生憎自分はあつ森以前にNintendoSwitchなる何かと問題を抱えたゲーム専用ハードなどまだ持っておらず、該当の曲を知るにはあつ森とたけけライブのプレイ動画のYouTubeへの投稿待ちという大変他力本願な状況だった。そしてYouTubeにUPされた『けけロイド』動画を観た自分は、やはりどう森シリーズのスタッフ陣は「けけロイド」という言葉の意味を変えようとしたのかなと思った。まあ実際にそこまで考えて創られた曲かどうかまでは作曲に関わったスタッフが内情を明かすことがない以上は判らない。
あつ森アプデにおける『けけロイド』実装は、けけロイド案件よりも桁違いに醜い案件である4chan発の『カエルのペペ』ネットミームに対するペペの生みの親である漫画家マット・フューリー氏の対応に似たものであったのかもしれない。
gendai.ismedia.jp
とたけけとペペとの違いは、現時点でとたけけは幸運なことに「社会におけるマジョリティ層によるこれまでのダメな所業やそれを支えてきた思考を正当化する」為のアイコンに使われるケースがまだ少ない、という事の1点に過ぎない。だが日本語圏のネット上において任天堂案件を過剰に持ち上げてきた層についてはTwitterにおける自分の観測範囲内だけでも残念ながら歴史的な必然の結果で実は回避不可避だったであろう「日本の経済的繁栄期終焉とそれに伴う国際社会における日本の存在感の必然的な低下」を嘆く本邦の保守派属性の者及びその影響を受けた者が相当いると見なさざるを得ないところがあるだけに、どう森のとたけけ案件がネット民の手で今後どうなるかはわからないのである。

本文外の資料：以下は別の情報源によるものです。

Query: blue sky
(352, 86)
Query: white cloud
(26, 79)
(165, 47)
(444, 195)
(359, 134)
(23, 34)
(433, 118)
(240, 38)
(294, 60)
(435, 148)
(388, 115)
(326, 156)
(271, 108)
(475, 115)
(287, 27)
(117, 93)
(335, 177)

英語圏のSNSにおいて鬱屈を抱えた保守派ネット民が自らの義憤から産み出した悪意の器として利用されたペペはその死のエピソードを以て己の姿を借りて電子の海にばら撒かれた悪意との対峙を試みたが、とたけけはボカロ曲オマージュの持ち歌を以てネット民の玩具にされた己の歌声を取り戻しに来たのかもしれない。実際あつ森に『けけロイド』が実装されて以後「けけロイド」でネット検索すると当然ではあるがとたけけ曲の『けけロイド』ネタもニコ動発のけけロイドと一緒に表示される状況になっている。どう森シリーズ制作スタッフ陣そして任天堂はこれまで日本語圏ネット上に於けるネットミームでしかなかった「けけロイド」という言葉をあつ森の最終大型アプデによって自らの手中に収めた訳である。「けけロイド」というネットミームは、とたけけ曲『けけロイド』によって一度、死んだのだ。
因みにごく最近日本語圏のYouTubeにUPされたけけロイド動画には動画制作者によるオリジナル曲を発表したものが登場している。だがこれはあつ森の最終大型アプデ予告によってとたけけ曲としての『けけロイド』の実装が判明した後からアプデ実施の間に創られたものである。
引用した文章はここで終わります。